I have to side with Mr Wilkie on this one…. The City spent how much money on the referendum? But somehow the $60K spent on legal fees is a problem?

And! You tip your hand by displaying your arrogance in presuming the Union’s filing suit is for no other reason than to annoy and bankrupt the City. Could it ever be true in your mind that maybe the Unions are correct in this issue? Could it be that the Union’s are using the only legal means left to them to correct a wrong?

Comment by Charles Kerr, Resident and Employee.

With all due respect, sir, we do not question — and did not question in our post — the Unions’ rights to use any and all legal means at their disposal. We do question the Boards of Trustees of the Pension Funds litigating over the Pension Referendum. For the Funds to have taken this legal action detracts from their all-important purpose which is to administer and grow the pension funds.

And as for the cost of the Referendum, it was less than half of what the combined legal fees have accrued to date by the City and the Boards of Trustees of the two Pension Funds — around $217,000 for the Referendum.

Comment by Balance Sheet Blog

The Referendum cost just over $250k to the County to manage, another $500k in mailings and advertising by the City, with an additional $1.5mil set aside in the budget for possible litigation.
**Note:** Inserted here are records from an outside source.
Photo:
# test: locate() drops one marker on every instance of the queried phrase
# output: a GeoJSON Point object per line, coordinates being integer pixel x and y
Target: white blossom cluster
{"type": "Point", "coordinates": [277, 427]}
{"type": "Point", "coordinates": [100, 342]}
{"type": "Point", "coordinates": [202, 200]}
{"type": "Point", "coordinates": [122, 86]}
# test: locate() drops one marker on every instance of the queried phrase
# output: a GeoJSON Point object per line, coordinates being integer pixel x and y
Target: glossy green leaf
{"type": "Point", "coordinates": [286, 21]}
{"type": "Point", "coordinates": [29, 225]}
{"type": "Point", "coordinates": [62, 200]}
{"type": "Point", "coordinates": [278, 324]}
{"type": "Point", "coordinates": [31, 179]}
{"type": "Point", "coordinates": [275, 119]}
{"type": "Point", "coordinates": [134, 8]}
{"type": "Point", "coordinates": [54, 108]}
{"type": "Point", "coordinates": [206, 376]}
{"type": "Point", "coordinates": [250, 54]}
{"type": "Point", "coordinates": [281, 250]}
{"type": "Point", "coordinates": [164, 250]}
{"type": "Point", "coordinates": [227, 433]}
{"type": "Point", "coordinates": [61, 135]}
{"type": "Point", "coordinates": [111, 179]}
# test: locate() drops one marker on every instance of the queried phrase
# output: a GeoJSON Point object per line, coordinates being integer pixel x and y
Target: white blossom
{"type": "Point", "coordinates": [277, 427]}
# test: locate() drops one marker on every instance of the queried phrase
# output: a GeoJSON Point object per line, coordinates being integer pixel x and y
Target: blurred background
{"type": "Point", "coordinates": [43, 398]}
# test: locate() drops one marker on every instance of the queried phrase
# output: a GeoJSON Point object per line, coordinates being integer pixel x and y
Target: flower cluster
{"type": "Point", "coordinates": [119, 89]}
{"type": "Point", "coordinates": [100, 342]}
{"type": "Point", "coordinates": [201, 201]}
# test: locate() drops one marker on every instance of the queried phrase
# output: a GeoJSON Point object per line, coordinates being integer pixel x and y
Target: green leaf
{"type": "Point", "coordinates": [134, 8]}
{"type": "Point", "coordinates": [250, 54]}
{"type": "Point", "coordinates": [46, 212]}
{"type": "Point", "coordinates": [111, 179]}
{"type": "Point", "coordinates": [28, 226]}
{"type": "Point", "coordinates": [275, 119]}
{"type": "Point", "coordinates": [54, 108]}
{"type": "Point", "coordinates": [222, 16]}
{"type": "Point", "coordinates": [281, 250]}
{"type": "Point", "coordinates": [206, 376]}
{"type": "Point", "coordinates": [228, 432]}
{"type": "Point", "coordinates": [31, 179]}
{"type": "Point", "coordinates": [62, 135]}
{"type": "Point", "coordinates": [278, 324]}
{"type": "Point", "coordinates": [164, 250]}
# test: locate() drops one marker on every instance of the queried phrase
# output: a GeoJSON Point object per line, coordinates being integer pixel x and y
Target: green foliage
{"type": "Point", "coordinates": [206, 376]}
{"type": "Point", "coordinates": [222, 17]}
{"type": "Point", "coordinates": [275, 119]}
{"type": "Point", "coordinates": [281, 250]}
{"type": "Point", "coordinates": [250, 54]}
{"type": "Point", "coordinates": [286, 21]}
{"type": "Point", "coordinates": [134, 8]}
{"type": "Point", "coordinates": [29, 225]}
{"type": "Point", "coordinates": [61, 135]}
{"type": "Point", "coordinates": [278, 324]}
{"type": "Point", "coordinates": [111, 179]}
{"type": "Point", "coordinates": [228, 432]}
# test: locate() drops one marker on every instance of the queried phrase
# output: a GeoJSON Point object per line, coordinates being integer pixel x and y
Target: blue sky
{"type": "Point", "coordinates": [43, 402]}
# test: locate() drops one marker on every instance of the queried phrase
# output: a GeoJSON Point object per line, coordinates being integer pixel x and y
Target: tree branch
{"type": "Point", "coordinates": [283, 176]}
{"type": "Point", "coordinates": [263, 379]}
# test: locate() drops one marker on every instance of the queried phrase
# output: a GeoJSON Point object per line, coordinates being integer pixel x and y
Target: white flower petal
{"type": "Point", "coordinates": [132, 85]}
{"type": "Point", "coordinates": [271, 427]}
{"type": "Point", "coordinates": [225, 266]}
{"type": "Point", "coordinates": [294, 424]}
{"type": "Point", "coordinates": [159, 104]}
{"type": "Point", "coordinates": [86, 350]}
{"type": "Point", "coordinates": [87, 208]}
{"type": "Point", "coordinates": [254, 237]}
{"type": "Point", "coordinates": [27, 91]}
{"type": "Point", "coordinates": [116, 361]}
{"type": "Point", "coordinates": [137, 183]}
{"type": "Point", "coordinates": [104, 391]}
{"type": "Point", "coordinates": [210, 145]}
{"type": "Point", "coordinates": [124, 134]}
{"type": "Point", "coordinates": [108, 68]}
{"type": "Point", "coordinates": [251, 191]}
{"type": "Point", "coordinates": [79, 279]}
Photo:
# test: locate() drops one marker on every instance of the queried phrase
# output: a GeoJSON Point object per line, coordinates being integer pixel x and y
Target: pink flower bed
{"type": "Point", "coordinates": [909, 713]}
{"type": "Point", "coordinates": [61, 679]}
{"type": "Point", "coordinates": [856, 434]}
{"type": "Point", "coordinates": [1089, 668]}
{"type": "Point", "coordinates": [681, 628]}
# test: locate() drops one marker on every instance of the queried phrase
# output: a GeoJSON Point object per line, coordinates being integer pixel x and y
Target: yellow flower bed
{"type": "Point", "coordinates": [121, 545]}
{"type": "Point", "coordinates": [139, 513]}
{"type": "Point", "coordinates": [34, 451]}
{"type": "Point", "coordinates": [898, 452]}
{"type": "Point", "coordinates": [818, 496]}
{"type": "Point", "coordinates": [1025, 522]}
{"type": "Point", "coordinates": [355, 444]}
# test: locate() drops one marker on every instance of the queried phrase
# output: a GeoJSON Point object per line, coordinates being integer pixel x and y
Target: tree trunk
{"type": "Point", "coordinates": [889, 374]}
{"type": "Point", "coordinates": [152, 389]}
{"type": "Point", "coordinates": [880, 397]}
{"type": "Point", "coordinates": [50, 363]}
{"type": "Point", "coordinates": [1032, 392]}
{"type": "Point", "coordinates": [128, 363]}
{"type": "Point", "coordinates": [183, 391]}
Even if you disregard the budget set-aside the cost of the Referendum was three-quarters of a million dollars. Hardly a small sum to be so casually tossed aside in an attempt to paint the Unions as the Bad-Guys.

Comment by Charles Kerr, Resident and Employee.

You can point the finger at the pension boards and state that the lawsuits are a frivolous waste of taxpayer money, but the fact remains that the City started this debacle. Any discussion about a frivolous waste of taxpayer dollars should start with the money spent by the City on the referendum and the advertising costs (propaganda) leading up to the referendum. Was this blog opposed to the money spent on the referendum? If not, then why the double standard??
As for the claim that the City covers the pension board’s legal costs…. C’mon, that’s a dramatic stretch of the truth I think.

Comment by Brian Wilkie

Thank you for your continued vigilance and maybe one day our city will not be ruled by the greed of its citizens.